Mit seinen Kompositionen, darunter das Lied Ach wie wär’s möglich dann, erregte er die Aufmerksamkeit des Großherzogs Paul Friedrich und dessen Frau Alexandrine, die ihm den Klavierunterricht ihrer Kinder anvertrauten. Seit dieser Zeit genoss Kücken das besondere Wohlwollen des großherzoglichen Hauses, das er sich bis an sein Lebensende erhielt. 1832 begann er mit einem herzoglichen Stipendium in Berlin Komposition und Gesang zu studieren. Er unterrichtete in angesehenen Kreisen Klavier und Gesang und errang erste große Erfolge als Liederkomponist. 1841 ging er zum weiteren Kontrapunkt- Studium nach Wien zu Simon Sechter. Auslöser für den plötzlichen Ortswechsel war ein gesellschaftlicher Eklat: Wenige Tage vor der geplanten Hochzeit mit einer Tochter aus bestem Hause fand deren Familie den gesellschaftlich geächteten Beruf von Kückens längst verstorbenem Vater heraus; die Verlobung wurde aufgelöst. Nach einer Zwischenstation in der Schweiz entschloss sich Kücken 1844, seine Musikstudien in Paris fortzusetzen (u.a. Instrumentationslehre bei Fromental Halévy). Er entwickelte eine engere Verbindung zu Heinrich Heine, der ihm einmal einige Gedichte zum Vertonen mit folgendem Anschreiben übersandte: »Liebes Kücken! Ich lege Ihnen hier einige Eier unter, gackeln Sie nicht zu lange darauf, und lassen Sie bald von sich hören. Ihr H. Heine«.
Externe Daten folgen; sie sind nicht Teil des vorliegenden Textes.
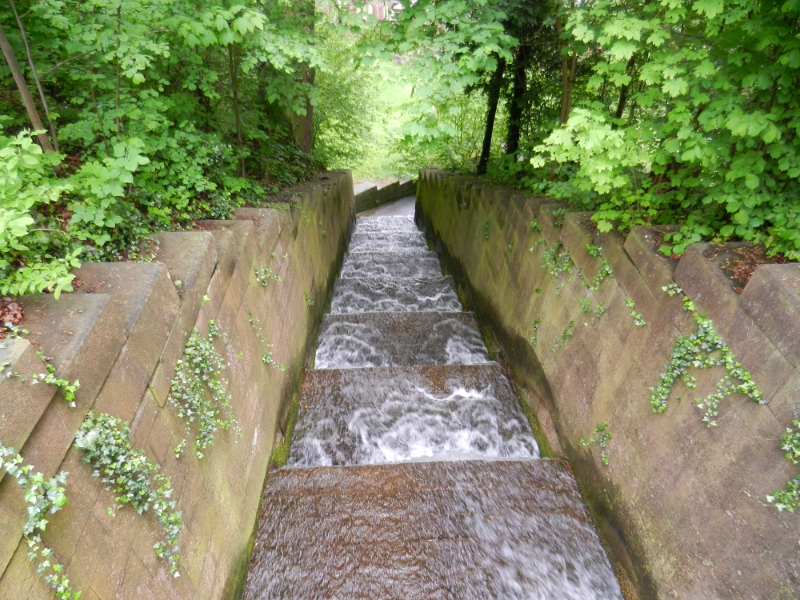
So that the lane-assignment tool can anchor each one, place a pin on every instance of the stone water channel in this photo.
(413, 471)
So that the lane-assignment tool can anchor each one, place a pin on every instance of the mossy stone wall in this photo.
(682, 506)
(120, 334)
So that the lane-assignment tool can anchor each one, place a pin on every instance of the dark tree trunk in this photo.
(569, 64)
(517, 105)
(22, 86)
(623, 95)
(495, 85)
(304, 127)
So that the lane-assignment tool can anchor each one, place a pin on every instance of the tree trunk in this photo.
(568, 67)
(495, 85)
(517, 106)
(304, 129)
(22, 86)
(623, 95)
(305, 126)
(235, 85)
(35, 76)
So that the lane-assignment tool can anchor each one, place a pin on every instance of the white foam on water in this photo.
(351, 345)
(417, 424)
(393, 295)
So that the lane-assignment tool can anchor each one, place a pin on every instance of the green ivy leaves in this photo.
(106, 444)
(199, 393)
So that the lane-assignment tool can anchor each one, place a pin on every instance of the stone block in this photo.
(268, 223)
(576, 235)
(552, 224)
(150, 305)
(13, 517)
(772, 299)
(21, 403)
(83, 334)
(642, 247)
(191, 258)
(700, 277)
(142, 423)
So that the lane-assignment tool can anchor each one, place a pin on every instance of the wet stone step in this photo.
(389, 294)
(367, 224)
(387, 241)
(383, 415)
(399, 340)
(428, 530)
(420, 264)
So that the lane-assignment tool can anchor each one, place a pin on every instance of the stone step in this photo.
(399, 339)
(387, 241)
(420, 264)
(400, 223)
(388, 294)
(436, 530)
(383, 415)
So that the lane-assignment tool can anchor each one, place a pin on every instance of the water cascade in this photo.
(413, 472)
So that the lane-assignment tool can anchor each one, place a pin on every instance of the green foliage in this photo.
(702, 350)
(604, 273)
(199, 393)
(534, 339)
(106, 444)
(556, 260)
(166, 113)
(690, 117)
(265, 274)
(48, 377)
(603, 436)
(344, 107)
(788, 499)
(32, 259)
(42, 496)
(562, 339)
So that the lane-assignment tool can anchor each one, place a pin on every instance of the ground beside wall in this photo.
(681, 505)
(263, 279)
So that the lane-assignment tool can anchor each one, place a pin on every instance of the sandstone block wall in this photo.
(681, 505)
(120, 334)
(374, 196)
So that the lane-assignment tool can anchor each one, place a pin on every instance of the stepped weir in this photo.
(413, 471)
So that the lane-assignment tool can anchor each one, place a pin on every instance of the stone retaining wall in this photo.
(375, 196)
(121, 334)
(682, 506)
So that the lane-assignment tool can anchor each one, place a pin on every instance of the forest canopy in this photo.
(120, 117)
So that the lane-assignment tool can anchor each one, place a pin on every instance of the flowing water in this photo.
(413, 471)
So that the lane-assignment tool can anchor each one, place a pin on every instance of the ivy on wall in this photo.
(199, 393)
(106, 444)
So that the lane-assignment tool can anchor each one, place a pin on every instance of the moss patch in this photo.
(280, 453)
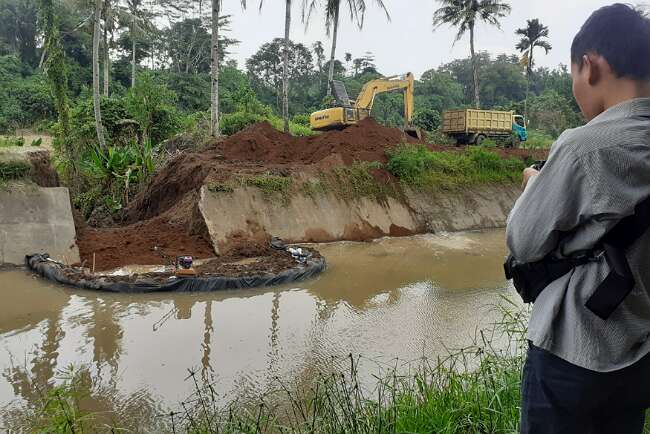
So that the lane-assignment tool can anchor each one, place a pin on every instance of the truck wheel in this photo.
(515, 142)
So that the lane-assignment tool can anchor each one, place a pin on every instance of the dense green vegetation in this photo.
(155, 83)
(419, 167)
(469, 390)
(253, 89)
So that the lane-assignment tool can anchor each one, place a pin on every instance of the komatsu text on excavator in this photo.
(347, 112)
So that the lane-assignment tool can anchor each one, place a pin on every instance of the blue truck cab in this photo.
(519, 128)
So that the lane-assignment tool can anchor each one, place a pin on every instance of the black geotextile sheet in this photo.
(54, 271)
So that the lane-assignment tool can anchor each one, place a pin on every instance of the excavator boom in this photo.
(350, 112)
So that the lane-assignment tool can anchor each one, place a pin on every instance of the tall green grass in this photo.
(417, 166)
(537, 140)
(471, 390)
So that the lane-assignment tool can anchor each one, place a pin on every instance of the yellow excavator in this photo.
(347, 112)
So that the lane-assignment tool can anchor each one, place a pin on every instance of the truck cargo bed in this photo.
(477, 121)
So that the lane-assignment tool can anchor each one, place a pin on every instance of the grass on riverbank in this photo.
(417, 166)
(473, 390)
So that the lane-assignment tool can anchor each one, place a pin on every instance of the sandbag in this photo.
(57, 272)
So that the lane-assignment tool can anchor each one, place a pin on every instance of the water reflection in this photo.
(392, 298)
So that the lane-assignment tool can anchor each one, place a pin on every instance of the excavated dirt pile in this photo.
(165, 213)
(365, 141)
(155, 241)
(260, 148)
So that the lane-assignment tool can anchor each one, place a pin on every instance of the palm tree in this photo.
(285, 67)
(96, 103)
(332, 8)
(533, 35)
(464, 14)
(214, 67)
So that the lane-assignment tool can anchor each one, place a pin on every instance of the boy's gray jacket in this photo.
(594, 177)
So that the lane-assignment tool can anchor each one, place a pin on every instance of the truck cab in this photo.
(519, 128)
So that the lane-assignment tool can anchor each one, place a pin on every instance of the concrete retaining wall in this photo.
(247, 213)
(36, 220)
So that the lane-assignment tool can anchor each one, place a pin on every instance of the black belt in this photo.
(531, 278)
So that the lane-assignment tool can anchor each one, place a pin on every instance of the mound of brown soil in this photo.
(42, 173)
(260, 148)
(365, 141)
(134, 244)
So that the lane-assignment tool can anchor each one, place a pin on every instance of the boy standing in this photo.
(588, 365)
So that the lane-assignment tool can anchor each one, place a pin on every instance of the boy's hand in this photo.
(529, 172)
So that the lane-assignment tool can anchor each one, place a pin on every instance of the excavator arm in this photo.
(366, 97)
(348, 112)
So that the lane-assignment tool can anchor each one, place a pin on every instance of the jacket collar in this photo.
(626, 109)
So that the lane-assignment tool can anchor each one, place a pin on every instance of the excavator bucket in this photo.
(416, 133)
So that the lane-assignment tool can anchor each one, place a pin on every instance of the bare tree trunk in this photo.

Während dieser Pariser Zeit komponierte Kücken seine Oper Der Prätendent, die 1847 in Stuttgart erfolgreich uraufgeführt wurde. Aufenthalte in Berlin, Hamburg und Schwerin wechselten sich ab, bis Kücken 1851 am Stuttgarter Hoftheater die Stelle des zweiten Kapellmeisters neben Peter Joseph von Lindpaintner antrat. Als Dirigent, der noch nie vor einem Orchester gestanden hatte, machte er offenbar nicht immer eine glückliche Figur. Große Anerkennung erwarb er sich aber durch seine gesangs-pädagogische Arbeit mit Solosängern und Chor. Nach dem Tod von Lindpaintner wurde Kücken sein Nachfolger. 1861 nahm er seinen Abschied in Stuttgart, um als freischaffender Künstler nach Schwerin zurückzukehren. Er komponierte weiter rege und bereicherte das musikalische und gesellschaftliche Leben der Landeshauptstadt, wo er 1882 starb. Da seine Ehe kinderlos geblieben war, vermachte er einen beträchtlichen Teil seines Vermögens – darunter sein Wohnhaus am Schweriner Pfaffenteich – der nach ihm benannten Stiftung, die bis 1939 »mittellose musikalische Talente, Componisten, Lehrer, Sänger, Solaspieler irgendeines Instrumentes« unterstützte.

Das Zentrum von Kückens kompositorischem Schaffen bilden seine zahlreichen Lieder, mit denen er zu Lebzeiten in ganz Europa und Amerika große Beliebtheit erlangte und die in viele Sprachen übersetzt wurden. Sie reichen vom klavierbegleiteten Sololied bis zum Chorwerk. Sein Erfolgsrezept waren leichte und eingängige, teils volksliedhafte Melodien. Dazu bekannte Kücken unumwunden, dass »ich bei meinen Compositionen besonders Rücksicht nehme … für das große Publikum zu schreiben«. Daneben entstanden kürzere Orchesterwerke und eine Reihe von Instrumentalwerken für Klavier und kleinere Klammermusikbesetzungen (Sonaten und Trios).